The consp check is so (circular-list-p nil) is false: I think this is pragmatically the useful choice although you a pedant might argue that nil is circular.



回答4:

@Sylwester:

Thank you, @Sylwester!

I recently read in Edi Weitz's book about tail wagging a list:

(defparameter *list* (list 'a 'b 'c 'd))
(defparameter *tail* (cdddr *list*))

This names the car of the last cons cell of the list as *tail* - and now, one can add to it a new element and rename the new last car of the last cons cell of the list *tail*.

(setf (cdr *tail*) (cons 'e 'nil) 
      *tail*       (cdr *tail*)) 
;; (E)

Now the list is:

*list* 
;; (A B C D E) 

and one can add via setf further things to *tail* without having to traverse the list again. (So improves performance.
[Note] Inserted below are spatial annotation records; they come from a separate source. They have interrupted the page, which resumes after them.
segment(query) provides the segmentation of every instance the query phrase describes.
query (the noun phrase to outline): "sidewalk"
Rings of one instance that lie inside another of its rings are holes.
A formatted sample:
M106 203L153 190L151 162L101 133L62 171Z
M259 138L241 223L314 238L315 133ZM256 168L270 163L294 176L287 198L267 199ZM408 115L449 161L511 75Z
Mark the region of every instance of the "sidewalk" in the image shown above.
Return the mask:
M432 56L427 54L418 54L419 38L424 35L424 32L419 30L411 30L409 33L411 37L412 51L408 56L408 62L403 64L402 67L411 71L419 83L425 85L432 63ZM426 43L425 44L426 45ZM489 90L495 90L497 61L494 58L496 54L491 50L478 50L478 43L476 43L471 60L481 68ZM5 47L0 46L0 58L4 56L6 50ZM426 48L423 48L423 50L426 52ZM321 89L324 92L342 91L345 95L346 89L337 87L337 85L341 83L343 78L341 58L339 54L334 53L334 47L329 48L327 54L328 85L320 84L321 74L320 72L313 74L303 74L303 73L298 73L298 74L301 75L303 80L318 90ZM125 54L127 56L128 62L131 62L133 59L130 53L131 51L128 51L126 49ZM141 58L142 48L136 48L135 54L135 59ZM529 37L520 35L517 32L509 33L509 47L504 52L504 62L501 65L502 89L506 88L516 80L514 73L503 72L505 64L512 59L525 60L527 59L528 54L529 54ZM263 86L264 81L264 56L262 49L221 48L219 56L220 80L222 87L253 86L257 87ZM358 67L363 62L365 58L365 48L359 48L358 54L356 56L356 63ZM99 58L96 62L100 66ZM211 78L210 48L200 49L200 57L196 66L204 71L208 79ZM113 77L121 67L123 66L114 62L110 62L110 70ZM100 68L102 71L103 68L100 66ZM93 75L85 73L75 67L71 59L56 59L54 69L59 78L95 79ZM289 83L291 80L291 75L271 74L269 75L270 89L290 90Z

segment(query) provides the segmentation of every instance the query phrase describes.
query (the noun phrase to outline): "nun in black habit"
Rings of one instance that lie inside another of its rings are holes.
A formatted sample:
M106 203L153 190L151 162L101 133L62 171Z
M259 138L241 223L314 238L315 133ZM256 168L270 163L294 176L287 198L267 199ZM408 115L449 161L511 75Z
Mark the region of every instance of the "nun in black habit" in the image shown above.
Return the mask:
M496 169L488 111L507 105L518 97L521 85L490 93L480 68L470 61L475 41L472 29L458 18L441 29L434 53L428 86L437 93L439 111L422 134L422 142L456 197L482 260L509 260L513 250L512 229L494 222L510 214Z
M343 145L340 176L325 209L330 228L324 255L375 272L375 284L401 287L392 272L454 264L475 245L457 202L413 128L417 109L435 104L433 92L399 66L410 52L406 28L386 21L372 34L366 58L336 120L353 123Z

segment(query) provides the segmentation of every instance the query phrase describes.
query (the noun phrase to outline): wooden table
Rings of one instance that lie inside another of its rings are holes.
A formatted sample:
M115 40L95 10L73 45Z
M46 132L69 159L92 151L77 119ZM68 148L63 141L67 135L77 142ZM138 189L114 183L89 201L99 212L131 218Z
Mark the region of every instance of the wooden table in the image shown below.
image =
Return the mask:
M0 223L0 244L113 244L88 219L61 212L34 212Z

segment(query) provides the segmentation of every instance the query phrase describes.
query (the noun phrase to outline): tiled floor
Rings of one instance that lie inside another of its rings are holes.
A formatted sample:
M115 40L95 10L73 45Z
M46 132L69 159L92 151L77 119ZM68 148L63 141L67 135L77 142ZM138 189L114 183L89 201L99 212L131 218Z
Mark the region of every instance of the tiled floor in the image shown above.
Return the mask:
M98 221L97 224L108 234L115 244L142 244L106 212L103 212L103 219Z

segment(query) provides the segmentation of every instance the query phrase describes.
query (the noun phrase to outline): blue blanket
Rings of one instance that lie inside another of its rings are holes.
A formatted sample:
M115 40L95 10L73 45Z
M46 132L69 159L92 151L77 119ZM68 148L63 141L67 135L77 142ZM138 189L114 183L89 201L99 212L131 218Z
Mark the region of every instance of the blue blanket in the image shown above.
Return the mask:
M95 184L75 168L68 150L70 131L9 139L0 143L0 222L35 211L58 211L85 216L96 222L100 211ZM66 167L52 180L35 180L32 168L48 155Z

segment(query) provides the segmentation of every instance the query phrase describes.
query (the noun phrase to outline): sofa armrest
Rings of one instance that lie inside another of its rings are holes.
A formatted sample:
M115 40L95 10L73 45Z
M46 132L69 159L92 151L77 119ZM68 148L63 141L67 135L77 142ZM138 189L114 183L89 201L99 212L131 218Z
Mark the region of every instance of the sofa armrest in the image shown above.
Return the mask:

But with a warning of course, because this is a destructive action).

Perhaps, if one would name a list like you did:

(defparameter *my-new-tail* '(F G H))

and tail wagg it to the end of the new list

(setf (cdr *tail*) *my-new-tail*
      *tail* (cddr *my-new-tail*))

Ah or alternatively:

(defparameter *tail-of-my-new-tail* (cddr *my-new-tail*))
;; and then
(setf (cdr *tail*) *my-new-tail*
      *tail*       *tail-of-my-new-tail*)

Then

(tailp *my-new-tail* *list*)
  • would be the test, whether this procedure was done correctly
  • would also be a test, whether I added a new tail in addition to *my-new-tail* or not or if *my-new-tail* was the last tail which has been tail wagged to *list* or not ...
  • therefore tailp would be a quite useful test in the context of tail wagging ...
  • or like you said, if an implementation uses then tail wagging for performance reasons, (and perhaps keeping track of the tails of the lists constantly) in this context, the implementation could use tailp as a test whether a given list contributes to another list as the recently added tail ...

This just came into my thoughts, when reading your answer, @Sylwester! (I didn't realize this while reading about tail wagging in the book - (which is by the way a super useful one!) Thank you that you answered!